How Was Your Stay? Exploring Hawai’i Island TripAdvisor Reviews with NLP

Have you ever wondered what your customers were saying about your business? Probably seems like a silly question, right? After all, the “voice of the customer” should be important to any business and is the raison d être for anyone in market research or user experience. Yet after spending years in this field, I began to wonder: “Are we really getting valuable insights from our surveys and focus groups?”

While the market research industry seems to be unwilling to part with these bread-and-butter methodologies, there are alternatives today that may not have been as easy to explore prior to modern computing power or the advent of the Internet. Today, consumers are ready and willing to offer their opinions for free! Of course, I’m speaking about online reviews.

Online reviews are an import source of data for both businesses and consumers alike. For businesses, reviews provide an ongoing flow of information and sentiment while for consumers they can be highly influential in purchase decisions. Today it’s fairly easy to tap into this river of product/service reviews through software tools…or build your own.

Python and Natural Language Processing

One positive evolutionary change that should be noted about the market research industry is that there has finally been an acceptance that emotion is the driver of behavior. The expression of feelings can be a much more powerful indicator of future behavior than a “Very Likely” checkbox. Yet the problem is how does one capture emotion?

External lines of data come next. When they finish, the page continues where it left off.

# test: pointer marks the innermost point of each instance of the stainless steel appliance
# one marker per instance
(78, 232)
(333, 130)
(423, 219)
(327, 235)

Sentiment analysis is one technique: a means of parsing out emotions from written (and now spoken) words. What better way to understand a consumer’s feelings than in their own words? Granted, the stalwart open-ended question has existed forever in surveys and IDIs, but often times:

  • The costly process of coding for topic/emotion extraction means that researchers typically only cherry-pick a few illustrative responses to include in reports — and discard the rest
  • While popular for visualization, word clouds sacrifice context and are often the only option in the tool chest for displaying text data
  • As with any direct questioning technique, there is inherent bias introduced by the researcher in the wording of the question itself which can lead the response and miss out on other important factors

Today, consumers can openly voice their opinions online in a free-form, undirected manner. This allows them to speak on whatever concerns they may have without the potential bias of a researcher (yet to be fair, bias is never completely removed from research — it can still be imposed during the analysis phase).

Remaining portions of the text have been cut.